Our two countries share the largest and most significant energy relationship in the world, reflecting our mutual commitment to energy security, economic prosperity and environmental responsibility.

Canada is the largest oil supplier to the United States. In 2011, we delivered 2.8 million barrels a day of crude oil and refined products—more than Saudi Arabia and Venezuela combined.

Nonetheless, we are on the brink of a fundamentally altered global supply-demand paradigm.

To paraphrase another of your presidents, in his most recent State of the Union address, President Obama noted that the United States is buying less foreign oil than it has in 20 years and producing more domestically than it has in 15 years.

Game-changing, to be sure; but the truth of the matter, at least in the short to medium term, is that the U.S. will continue to be reliant upon imported oil. In fact, the U.S. Energy Information Agency’s Annual Energy Outlook 2013 foresees the United States still importing 37 percent of its net oil requirements in 2040.

Until renewable energy technologies are perfected, widely available and economically viable, the world will continue to rely on fossil fuels for the majority of its energy needs.

And that’s why Canada is working in lock-step with the United States on controlling greenhouse gas [GHG] emissions.

Unlike most countries supplying the U.S. market (including the two that I just mentioned), Canada has committed to an emissions reduction target under the Copenhagen Accord that is aligned with the American target: 17 percent below 2005 levels by 2020. And we are already half way there.
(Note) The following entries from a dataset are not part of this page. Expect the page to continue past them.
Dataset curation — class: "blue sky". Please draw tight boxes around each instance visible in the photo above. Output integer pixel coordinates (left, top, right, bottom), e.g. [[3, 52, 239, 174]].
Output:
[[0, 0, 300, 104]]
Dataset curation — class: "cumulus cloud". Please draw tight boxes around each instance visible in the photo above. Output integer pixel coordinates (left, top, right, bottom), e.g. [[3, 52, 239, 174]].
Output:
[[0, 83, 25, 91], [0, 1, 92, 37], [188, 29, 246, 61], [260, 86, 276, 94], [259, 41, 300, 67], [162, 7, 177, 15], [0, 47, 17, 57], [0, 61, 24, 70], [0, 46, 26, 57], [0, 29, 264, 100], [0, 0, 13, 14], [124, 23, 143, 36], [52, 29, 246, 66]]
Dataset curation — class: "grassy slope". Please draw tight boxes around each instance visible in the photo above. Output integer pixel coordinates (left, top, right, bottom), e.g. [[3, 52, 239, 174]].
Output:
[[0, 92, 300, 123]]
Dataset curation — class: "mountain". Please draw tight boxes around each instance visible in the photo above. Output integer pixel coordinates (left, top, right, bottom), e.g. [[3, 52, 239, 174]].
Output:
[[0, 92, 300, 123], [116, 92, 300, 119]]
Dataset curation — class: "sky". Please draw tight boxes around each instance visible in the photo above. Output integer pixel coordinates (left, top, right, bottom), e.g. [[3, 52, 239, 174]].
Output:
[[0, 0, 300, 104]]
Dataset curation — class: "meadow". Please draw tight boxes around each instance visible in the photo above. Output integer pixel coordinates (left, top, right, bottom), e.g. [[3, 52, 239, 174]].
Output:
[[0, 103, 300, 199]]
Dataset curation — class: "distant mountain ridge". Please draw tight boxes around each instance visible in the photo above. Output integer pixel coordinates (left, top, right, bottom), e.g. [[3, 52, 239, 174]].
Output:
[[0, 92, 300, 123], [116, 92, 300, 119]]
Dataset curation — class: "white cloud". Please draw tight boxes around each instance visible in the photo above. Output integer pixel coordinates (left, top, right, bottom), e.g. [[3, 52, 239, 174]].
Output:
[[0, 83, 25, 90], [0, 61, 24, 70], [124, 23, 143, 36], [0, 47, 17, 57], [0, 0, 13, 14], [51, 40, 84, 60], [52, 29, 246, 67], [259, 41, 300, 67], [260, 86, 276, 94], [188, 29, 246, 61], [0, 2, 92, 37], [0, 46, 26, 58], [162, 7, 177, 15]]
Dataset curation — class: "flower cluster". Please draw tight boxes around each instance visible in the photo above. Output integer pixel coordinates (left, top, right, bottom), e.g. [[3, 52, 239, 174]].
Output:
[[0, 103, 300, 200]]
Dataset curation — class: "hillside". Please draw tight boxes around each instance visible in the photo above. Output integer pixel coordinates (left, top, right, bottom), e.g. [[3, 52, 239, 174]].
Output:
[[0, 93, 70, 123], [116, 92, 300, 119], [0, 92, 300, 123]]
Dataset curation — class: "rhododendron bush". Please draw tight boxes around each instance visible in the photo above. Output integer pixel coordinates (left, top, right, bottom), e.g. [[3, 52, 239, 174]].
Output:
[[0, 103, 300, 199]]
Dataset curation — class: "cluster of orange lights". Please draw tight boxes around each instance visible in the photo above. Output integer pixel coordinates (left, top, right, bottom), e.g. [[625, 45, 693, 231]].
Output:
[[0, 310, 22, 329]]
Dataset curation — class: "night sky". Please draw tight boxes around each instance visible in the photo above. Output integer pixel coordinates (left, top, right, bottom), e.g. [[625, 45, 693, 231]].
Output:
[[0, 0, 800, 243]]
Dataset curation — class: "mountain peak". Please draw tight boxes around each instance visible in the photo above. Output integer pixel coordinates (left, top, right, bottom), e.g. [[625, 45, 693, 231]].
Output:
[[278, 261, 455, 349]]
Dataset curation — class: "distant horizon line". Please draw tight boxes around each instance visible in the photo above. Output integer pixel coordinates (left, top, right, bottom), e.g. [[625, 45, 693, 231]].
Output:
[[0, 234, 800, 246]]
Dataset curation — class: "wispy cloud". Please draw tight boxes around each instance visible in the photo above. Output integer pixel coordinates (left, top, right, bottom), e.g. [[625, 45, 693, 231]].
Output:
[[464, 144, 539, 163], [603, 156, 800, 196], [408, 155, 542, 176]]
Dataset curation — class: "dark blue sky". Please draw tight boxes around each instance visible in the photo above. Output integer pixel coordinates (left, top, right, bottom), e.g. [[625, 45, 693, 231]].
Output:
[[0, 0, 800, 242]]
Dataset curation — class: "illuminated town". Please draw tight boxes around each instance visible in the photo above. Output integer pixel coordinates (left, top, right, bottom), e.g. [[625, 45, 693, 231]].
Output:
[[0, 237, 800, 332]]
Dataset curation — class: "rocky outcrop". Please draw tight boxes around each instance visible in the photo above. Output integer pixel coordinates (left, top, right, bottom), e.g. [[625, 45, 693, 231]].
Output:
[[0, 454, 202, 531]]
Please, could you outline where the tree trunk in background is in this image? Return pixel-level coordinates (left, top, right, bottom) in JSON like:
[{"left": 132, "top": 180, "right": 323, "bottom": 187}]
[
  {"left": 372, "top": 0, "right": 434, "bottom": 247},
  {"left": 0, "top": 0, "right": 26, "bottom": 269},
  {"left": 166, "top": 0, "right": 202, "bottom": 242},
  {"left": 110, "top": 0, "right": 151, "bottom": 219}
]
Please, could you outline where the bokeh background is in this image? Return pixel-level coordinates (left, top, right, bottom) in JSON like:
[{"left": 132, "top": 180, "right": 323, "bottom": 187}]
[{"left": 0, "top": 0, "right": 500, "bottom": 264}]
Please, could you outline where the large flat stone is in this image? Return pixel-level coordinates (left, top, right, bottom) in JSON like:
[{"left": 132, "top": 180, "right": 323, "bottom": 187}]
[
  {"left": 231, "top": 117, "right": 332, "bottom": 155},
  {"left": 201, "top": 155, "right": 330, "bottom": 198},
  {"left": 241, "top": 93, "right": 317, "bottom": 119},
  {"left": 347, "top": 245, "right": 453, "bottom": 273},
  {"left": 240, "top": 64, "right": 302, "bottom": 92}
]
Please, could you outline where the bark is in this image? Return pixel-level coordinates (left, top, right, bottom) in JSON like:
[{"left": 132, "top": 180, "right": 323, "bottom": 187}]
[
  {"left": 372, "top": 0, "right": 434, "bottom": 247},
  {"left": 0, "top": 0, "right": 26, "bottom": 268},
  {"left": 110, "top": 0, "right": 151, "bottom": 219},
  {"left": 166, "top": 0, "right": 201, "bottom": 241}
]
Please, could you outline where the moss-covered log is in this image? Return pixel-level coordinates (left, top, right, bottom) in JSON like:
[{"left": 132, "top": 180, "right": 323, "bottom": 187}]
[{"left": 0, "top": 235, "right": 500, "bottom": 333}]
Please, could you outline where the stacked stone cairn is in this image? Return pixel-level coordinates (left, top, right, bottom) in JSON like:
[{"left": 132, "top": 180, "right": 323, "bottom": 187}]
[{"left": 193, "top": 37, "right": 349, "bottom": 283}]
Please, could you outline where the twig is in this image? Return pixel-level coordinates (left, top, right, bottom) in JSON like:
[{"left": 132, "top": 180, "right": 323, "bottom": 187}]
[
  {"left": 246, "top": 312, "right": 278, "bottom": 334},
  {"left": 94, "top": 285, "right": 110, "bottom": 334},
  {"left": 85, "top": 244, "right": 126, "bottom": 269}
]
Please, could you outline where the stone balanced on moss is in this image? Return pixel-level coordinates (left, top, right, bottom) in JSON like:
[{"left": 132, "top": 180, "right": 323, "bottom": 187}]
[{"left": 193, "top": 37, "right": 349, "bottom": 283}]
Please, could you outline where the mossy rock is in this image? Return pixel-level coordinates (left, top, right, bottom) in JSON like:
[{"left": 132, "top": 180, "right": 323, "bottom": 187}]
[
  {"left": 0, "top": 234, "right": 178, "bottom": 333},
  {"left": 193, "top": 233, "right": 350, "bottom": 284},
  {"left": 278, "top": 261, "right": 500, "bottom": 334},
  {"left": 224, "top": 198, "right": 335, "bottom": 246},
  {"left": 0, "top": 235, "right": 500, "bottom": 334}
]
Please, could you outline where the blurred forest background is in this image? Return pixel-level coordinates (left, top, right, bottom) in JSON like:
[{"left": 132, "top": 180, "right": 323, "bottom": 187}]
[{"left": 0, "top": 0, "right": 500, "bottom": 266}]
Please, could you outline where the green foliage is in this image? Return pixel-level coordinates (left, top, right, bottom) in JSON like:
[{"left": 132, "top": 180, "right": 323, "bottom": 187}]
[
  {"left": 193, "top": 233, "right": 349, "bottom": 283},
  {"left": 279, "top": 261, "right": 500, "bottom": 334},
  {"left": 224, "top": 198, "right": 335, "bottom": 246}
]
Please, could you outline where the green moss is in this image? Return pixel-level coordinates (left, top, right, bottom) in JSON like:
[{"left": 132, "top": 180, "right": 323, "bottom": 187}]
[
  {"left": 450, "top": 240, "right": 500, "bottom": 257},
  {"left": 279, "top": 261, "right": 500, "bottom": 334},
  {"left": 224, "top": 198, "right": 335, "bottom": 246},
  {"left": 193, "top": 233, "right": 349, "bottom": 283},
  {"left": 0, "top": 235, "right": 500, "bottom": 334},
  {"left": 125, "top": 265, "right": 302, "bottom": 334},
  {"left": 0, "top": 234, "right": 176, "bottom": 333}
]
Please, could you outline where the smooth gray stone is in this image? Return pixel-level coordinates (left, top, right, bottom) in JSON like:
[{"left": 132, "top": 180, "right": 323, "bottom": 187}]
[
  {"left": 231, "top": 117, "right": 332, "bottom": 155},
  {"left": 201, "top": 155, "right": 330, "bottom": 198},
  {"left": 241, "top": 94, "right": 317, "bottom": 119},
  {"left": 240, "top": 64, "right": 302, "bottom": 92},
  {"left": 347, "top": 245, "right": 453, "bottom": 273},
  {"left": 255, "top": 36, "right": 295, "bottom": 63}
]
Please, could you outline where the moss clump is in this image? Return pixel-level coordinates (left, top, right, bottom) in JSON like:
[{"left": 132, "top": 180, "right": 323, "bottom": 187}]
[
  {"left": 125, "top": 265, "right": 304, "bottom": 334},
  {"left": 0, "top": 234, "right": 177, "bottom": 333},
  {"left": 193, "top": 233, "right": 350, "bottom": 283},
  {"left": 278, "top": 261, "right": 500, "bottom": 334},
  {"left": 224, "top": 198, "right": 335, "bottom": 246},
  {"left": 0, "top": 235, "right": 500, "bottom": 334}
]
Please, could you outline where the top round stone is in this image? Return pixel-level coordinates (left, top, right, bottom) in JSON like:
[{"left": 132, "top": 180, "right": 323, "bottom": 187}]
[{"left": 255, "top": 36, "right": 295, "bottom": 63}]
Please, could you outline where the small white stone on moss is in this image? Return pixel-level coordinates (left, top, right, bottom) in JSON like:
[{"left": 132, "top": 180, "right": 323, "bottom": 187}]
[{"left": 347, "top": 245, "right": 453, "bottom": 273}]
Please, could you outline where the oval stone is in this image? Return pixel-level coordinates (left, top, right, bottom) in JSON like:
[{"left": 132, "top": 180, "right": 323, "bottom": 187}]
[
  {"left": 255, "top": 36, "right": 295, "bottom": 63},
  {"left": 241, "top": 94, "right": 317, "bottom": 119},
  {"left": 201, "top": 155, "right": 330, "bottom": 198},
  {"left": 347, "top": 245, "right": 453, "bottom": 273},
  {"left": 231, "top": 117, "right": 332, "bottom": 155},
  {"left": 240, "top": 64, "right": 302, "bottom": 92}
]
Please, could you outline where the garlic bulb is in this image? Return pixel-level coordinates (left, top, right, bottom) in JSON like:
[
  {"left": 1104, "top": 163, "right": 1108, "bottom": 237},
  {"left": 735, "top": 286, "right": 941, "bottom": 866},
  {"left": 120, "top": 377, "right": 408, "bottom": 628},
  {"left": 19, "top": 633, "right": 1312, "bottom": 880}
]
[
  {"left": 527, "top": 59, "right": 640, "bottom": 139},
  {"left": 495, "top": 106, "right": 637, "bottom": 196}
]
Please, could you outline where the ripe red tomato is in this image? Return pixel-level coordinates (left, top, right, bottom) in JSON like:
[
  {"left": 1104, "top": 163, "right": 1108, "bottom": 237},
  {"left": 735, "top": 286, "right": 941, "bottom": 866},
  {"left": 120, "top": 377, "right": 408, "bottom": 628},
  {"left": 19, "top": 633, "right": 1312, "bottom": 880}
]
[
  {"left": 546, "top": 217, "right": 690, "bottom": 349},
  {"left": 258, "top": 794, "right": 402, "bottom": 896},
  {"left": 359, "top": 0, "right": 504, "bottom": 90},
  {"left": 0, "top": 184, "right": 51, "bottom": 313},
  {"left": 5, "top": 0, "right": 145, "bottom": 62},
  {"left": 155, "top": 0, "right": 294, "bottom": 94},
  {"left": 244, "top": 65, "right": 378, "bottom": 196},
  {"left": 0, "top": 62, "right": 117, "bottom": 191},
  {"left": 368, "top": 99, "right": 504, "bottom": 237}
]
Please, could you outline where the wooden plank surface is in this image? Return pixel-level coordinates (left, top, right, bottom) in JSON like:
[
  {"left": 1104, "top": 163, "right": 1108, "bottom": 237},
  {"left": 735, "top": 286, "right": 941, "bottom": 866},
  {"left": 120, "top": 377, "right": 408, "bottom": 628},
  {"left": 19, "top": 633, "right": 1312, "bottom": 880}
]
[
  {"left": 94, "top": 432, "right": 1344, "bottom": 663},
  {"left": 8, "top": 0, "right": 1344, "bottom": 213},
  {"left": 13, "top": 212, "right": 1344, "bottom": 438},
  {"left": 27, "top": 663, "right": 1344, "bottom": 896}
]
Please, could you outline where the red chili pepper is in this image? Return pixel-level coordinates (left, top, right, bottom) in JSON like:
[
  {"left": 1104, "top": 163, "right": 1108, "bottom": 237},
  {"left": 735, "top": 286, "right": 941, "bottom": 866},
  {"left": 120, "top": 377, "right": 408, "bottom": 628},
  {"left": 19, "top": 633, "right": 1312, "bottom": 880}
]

Canada is systematically implementing a sector-by-sector regulatory approach to reducing emissions and meeting our target. For example:

  • In the transportation sector, we are regulating GHG emissions from heavy- and light-duty vehicles that align with U.S. standards.
  • And in the coal-fired electricity sector, we have just this past September released regulations to reduce emissions. This will make Canada the first country in the world to ban new coal plants that use traditional technology.

Friends, there is no doubt that, as America unlocks its own vast new supplies of domestic oil and gas, its reliance on imported oil will decrease.

But in the meantime, the strategic value of Canada as a reliable, friendly and environmentally responsible source of oil and gas to the United States cannot be understated—particularly in light of continuing instability in the Middle East and North Africa.

Therefore, we strongly support the construction of the Keystone XL pipeline, which will create jobs, economic growth and benefit the long-term prosperity and energy security of both Canada and the United States.

Ladies and gentlemen, just as we were 25 years ago, Canada and the United States once again stand together on the edge of economic history.

Through Beyond the Border, the RCC and the TPP, we are helping to write a new 21st century trade rulebook.

Through our shared commitment to energy security and environmental responsibility, we can and should show the world that its two most trusted and forward-looking trade partners continue to lead on economic growth and climate change.

By reinforcing and building our strategic partnership, we are ensuring the prosperity and security of Canadians and Americans alike for generations to come.

I look forward to joining you as we make that goal a reality.